M. Önal: Bunların ataları, 19. yüzyılın ilk yarısında Irak'ın Felluce bölgesinden geliyor. Orada göçebe olarak yaşarken Osmanlı idaresi bunları burada zorunlu iskâna tabi tutuyor. Zaten bunu şimdikiler de biliyor, söylüyor. Geliyorlar ve şehrin harabelerinden topladıkları tuğlalarla bugün Harran'ın sembollerinden biri haline gelen konik kubbeli evleri yapıyorlar. Göçebe çadırlarına benzeyen bu mimari günümüzde Irak'ta, Suriye'de, hatta Suruç'ta bile görülüyor. Fakat kullanılan malzeme farklı. Suruç'takiler kerpiçten yapılırken buradakilerin malzemesi tuğla. Eski Harran'ın tuğlalarından 1000-1200 kadarını kullanarak o evlerin kubbelerini inşa ediyorlar. Aile üyelerinin sayısına göre de kubbeler çoğalıyor. 3 kubbeden 35 kubbeye kadar olan evler var. Buraların iklimine de uygun. Yüksek olduğu için yazın sıcağında serin oluyor. Kışın da sıcak.
M. Sarmış: Tarihten devam edecek olursak… Osmanlı'da köy veya mezra idi.
M. Önal: Önceleri evet.

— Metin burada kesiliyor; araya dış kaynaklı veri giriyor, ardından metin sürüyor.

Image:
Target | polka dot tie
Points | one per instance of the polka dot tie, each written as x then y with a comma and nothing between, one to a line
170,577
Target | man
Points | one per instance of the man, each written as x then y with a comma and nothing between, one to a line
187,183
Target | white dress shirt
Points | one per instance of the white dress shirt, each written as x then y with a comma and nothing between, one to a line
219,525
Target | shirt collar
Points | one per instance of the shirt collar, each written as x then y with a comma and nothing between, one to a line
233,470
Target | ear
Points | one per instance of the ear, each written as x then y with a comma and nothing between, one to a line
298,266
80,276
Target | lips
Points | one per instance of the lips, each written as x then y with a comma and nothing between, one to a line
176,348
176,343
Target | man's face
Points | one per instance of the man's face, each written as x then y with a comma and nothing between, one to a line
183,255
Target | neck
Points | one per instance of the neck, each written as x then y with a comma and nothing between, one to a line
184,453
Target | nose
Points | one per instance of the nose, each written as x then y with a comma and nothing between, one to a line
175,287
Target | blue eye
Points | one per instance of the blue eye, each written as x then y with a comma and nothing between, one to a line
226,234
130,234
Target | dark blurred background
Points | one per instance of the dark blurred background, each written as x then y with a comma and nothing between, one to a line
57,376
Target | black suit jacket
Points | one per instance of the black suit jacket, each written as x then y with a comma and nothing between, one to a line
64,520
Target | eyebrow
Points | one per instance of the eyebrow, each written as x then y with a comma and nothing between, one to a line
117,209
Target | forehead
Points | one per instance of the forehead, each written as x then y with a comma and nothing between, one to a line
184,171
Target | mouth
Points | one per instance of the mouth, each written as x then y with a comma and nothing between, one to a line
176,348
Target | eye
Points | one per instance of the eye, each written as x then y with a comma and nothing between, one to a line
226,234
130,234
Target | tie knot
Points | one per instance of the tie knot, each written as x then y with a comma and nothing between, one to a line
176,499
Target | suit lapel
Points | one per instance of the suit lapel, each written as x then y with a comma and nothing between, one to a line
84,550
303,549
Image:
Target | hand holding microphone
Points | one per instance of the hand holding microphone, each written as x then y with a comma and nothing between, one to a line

Ama Harran Kalesi kazısında bulduğumuz defter nüshalarında 1909 yılında Harran'ı kaza olarak görüyoruz. Anılan defter üzerinde Prof. Dr. Abdullah Ekinci hocamız çalışıyor.
M. Sarmış: Cumhuriyet dönemine geliyoruz.

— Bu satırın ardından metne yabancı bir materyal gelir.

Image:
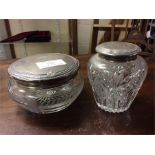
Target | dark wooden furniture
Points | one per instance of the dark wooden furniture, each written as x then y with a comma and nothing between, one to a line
83,116
112,32
73,45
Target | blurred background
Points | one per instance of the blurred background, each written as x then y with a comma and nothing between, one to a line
23,37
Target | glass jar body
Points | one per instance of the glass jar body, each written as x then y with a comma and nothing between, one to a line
46,100
115,84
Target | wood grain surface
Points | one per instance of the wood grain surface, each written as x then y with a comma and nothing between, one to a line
83,116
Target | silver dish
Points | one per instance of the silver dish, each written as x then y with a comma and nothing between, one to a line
45,83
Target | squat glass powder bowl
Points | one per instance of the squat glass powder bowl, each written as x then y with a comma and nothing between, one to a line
45,83
116,74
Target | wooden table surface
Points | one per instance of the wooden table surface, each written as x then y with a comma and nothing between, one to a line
83,116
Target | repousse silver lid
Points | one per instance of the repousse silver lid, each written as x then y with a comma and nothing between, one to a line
44,67
117,48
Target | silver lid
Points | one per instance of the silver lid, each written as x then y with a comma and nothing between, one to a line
44,67
117,48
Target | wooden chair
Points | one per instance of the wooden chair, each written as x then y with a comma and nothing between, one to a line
113,30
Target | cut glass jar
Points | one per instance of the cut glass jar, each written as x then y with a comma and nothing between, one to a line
116,74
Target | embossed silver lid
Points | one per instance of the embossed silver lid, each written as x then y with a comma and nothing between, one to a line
49,66
117,48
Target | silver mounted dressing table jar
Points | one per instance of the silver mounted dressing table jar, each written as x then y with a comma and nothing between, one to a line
116,74
45,83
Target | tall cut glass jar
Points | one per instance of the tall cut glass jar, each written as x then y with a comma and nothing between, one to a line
116,74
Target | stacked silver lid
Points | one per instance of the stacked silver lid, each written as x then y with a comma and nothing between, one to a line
46,66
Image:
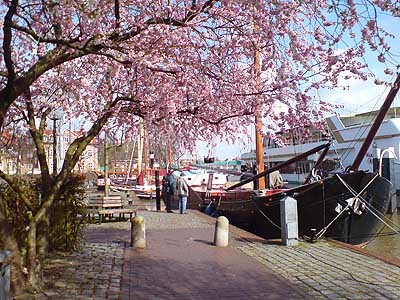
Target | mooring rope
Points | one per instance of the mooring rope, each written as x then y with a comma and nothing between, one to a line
323,230
368,206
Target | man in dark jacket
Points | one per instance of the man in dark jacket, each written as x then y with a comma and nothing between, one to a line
170,189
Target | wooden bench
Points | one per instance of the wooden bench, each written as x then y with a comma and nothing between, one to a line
108,206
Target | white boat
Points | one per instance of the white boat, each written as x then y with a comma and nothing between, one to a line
347,134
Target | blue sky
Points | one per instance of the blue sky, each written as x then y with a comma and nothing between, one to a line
362,96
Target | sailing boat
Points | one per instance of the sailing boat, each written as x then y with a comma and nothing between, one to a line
347,207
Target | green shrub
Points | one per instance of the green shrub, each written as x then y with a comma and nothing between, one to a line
66,214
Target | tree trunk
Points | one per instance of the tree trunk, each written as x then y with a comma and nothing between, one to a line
9,242
31,255
42,244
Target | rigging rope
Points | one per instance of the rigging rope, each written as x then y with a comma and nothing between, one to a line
368,206
323,230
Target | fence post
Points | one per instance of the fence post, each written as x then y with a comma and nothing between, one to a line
138,233
289,232
221,234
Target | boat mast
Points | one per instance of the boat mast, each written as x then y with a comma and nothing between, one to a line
279,166
258,125
375,126
140,148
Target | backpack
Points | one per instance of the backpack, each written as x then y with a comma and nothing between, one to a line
165,184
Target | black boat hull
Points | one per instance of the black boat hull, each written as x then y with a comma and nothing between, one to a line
318,204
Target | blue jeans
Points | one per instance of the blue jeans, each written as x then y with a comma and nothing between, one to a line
182,204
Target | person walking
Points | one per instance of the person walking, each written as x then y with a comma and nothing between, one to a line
183,190
170,189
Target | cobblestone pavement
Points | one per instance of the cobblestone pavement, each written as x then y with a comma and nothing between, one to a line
107,268
329,272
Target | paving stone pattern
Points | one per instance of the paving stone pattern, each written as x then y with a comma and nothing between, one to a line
329,272
107,268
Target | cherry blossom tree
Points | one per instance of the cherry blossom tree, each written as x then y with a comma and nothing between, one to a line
192,69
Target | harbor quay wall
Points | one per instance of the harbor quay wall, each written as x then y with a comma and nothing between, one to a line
180,262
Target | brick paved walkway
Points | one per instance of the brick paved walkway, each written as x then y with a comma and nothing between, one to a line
181,263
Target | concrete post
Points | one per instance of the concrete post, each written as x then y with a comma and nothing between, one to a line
4,276
221,234
138,233
289,232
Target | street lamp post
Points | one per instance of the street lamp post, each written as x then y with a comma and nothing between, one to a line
54,118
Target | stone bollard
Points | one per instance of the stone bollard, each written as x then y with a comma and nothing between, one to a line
221,235
289,222
4,276
138,233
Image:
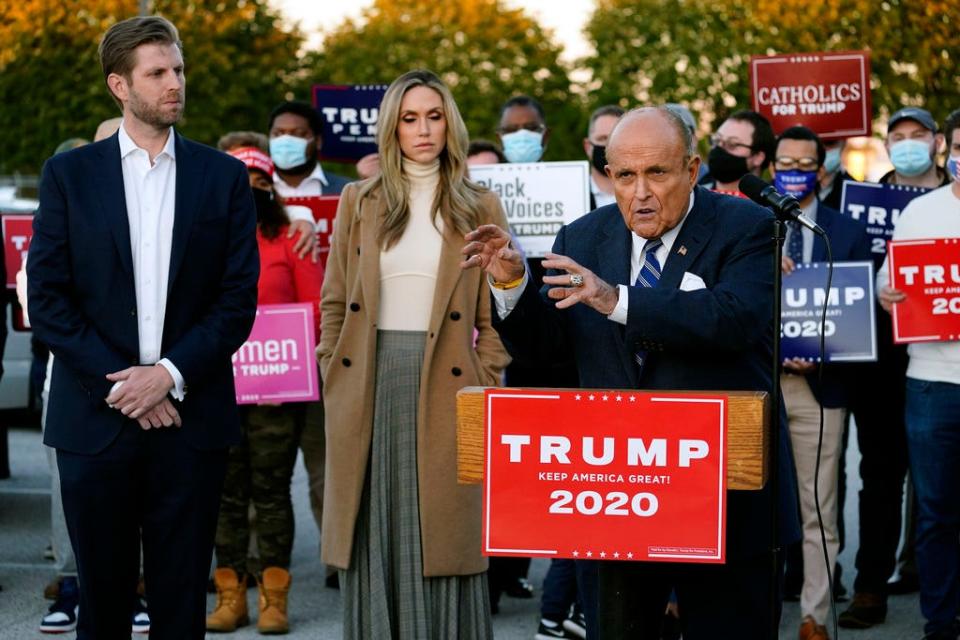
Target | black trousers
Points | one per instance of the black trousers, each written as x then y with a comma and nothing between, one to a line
877,403
148,486
716,601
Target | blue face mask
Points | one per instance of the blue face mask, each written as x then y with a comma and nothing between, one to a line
953,167
796,183
911,157
832,162
522,146
288,152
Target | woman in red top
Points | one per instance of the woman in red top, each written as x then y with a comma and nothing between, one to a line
259,468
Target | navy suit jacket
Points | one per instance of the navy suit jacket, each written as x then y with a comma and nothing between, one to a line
83,304
848,242
716,338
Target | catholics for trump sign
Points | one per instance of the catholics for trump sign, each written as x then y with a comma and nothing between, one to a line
850,333
878,207
538,198
277,364
828,92
605,475
17,232
928,272
349,114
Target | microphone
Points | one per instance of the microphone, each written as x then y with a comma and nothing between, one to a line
784,206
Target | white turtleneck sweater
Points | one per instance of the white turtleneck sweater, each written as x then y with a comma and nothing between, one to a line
408,269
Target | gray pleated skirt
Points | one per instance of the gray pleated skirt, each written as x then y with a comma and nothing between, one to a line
384,592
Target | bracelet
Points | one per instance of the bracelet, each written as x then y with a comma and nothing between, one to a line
506,286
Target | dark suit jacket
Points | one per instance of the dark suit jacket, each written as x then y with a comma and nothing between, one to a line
83,304
717,338
848,242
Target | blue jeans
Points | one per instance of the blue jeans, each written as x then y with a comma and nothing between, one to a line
933,440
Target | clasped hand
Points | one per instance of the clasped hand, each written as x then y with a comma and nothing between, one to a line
488,247
143,396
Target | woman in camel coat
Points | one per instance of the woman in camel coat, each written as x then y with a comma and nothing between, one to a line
406,535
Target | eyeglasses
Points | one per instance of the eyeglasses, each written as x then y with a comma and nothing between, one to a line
783,163
726,143
513,128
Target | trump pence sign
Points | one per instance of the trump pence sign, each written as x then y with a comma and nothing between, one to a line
928,272
605,475
277,364
828,92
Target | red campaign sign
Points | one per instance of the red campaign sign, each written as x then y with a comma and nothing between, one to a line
928,272
324,210
828,92
605,475
17,232
277,364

M. Önal: Bu dönemde biraz büyümüş. Birkaç mahalle birleşmiş, kasaba olmuş. 1946 yılında Akçakale'ye bağlı bucak.
M. Sarmış: Nihayet ayrı bir ilçe oluyor.
M. Önal: Evet. 1987 yılında çıkarılan bir kanunla Harran ilçesi kuruluyor.

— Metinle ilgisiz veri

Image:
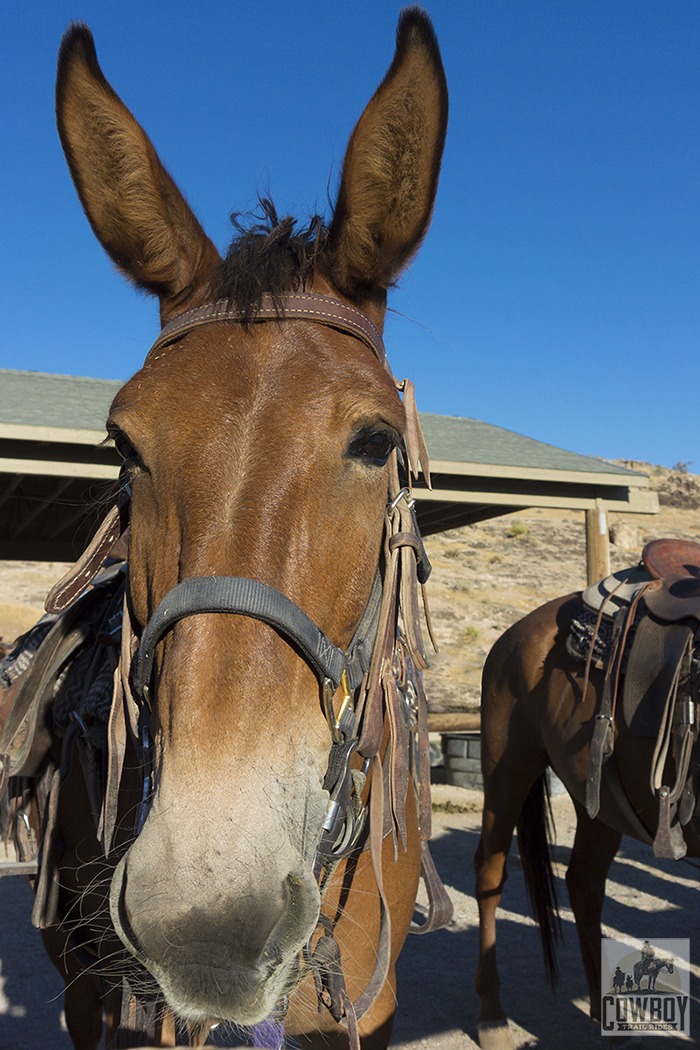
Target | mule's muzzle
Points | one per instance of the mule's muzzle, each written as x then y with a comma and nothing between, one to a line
230,960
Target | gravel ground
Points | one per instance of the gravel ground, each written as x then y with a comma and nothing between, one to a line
648,898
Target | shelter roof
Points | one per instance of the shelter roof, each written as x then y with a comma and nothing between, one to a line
54,466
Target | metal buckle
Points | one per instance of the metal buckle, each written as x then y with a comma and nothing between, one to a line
329,694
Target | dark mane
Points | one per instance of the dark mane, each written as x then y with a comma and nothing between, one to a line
268,256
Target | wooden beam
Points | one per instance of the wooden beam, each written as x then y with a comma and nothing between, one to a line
597,546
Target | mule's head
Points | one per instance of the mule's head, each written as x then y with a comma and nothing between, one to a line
259,450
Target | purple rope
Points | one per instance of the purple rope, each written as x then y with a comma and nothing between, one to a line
269,1033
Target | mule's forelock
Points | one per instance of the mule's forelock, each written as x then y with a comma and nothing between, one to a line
268,256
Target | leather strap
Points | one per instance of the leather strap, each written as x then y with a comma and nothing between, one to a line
302,306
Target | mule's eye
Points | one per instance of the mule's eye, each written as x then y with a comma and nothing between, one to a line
124,447
376,446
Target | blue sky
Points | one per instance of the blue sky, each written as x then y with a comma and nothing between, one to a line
557,291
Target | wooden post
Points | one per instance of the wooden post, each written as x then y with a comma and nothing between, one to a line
597,547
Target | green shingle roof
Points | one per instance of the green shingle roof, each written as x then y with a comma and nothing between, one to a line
41,399
78,402
457,440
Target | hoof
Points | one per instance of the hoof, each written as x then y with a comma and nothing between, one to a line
494,1035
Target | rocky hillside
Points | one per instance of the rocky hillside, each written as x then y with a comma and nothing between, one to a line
488,575
485,576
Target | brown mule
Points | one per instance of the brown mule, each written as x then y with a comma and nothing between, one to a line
270,523
538,710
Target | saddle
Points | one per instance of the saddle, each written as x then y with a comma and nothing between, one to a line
651,684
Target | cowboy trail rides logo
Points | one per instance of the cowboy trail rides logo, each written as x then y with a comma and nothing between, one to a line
644,989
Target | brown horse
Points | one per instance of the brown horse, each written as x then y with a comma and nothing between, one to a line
270,541
537,710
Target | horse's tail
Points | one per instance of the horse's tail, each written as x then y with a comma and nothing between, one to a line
535,832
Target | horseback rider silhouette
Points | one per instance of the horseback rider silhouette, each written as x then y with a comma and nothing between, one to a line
648,953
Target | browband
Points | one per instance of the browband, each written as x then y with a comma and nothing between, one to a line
301,306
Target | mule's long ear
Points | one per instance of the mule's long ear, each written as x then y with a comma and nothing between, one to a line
390,171
136,212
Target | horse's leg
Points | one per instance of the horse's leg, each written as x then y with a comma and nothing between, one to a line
490,859
83,999
594,849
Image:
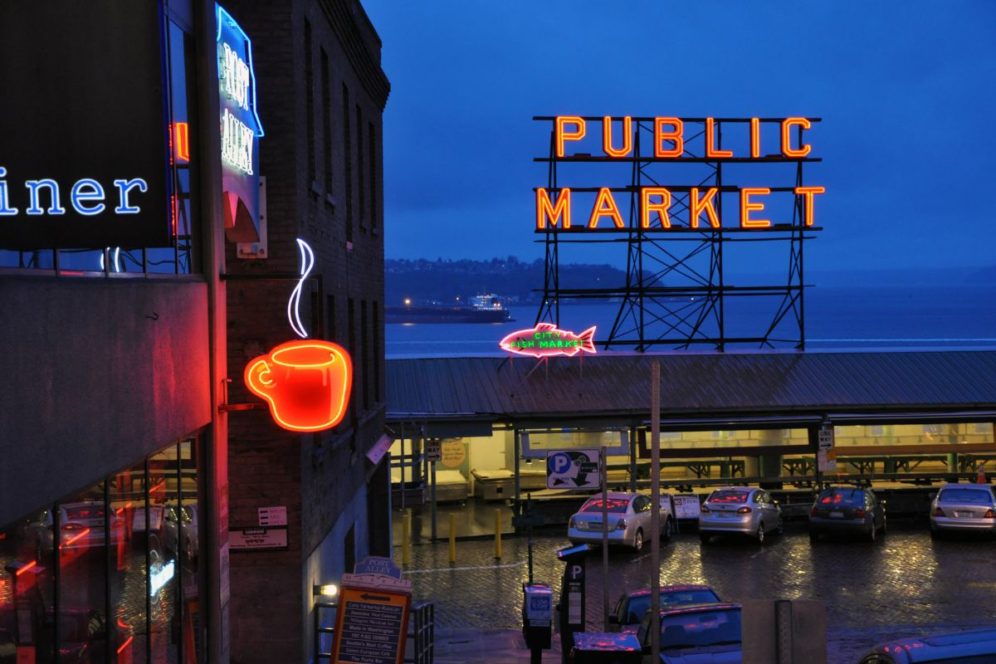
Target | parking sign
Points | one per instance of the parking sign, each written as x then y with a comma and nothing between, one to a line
572,469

M. Sarmış: İyi mi oldu peki? Şimdi çok eleştiren var.
M. Önal: Aslında Harran Antik Kenti'nin altına dinamit konulmuş oluyor. Günümüzdeki betonlaşmanın sebebi de buranın ilçe olmasıdır. Çünkü bir tarafı birinci derece tarım alanı, bir tarafı birinci derece sit alanı. Bir yeri ilçe yapacağınız zaman oranın zamanla genişleyeceğini ve bunun sebep olacağı sonuçları hesaplamanız gerekir. O kararı alanların bunu hesaplamadığını düşünmek imkânsız. Demek ki "Ben yaptım, oldu." mantığıyla hareket edilmiş. Bunun sonucu da şimdiki durum. Hem birinci derece tarım alanları betonlaşıyor, hem birinci derece arkeolojik sit alanı betonarme evlerin istilasına uğramış durumda.
M. Sarmış: Şimdi, Harran'ın kurtuluşu ilçe merkezini buradan taşımaktır görüşünü dile getirenler var.
M. Önal: Aslında aklın yolu bir. Hemen 7-8 kilometre ötede Tektek Dağları var. İlçenin oraya taşınması gerekir. Tıpkı Halfeti gibi. Nasıl ki şimdi Eski Halfeti, Yeni Halfeti diyorsak, burada da öyle olur. Burası Eski Harran olarak kalır, üzerindeki betonarme yapılar ayıklanır. Öte tarafta da planlı bir Yeni Harran kurulur. Orası yapılaşma için gayet müsait. Hem de daha serin olur. Böylece ne tarım arazisi zarar görür, ne de sit alanları…
M. Sarmış: İnşallah! Şimdi olmazsa bile gelecek için bir ufuk olur.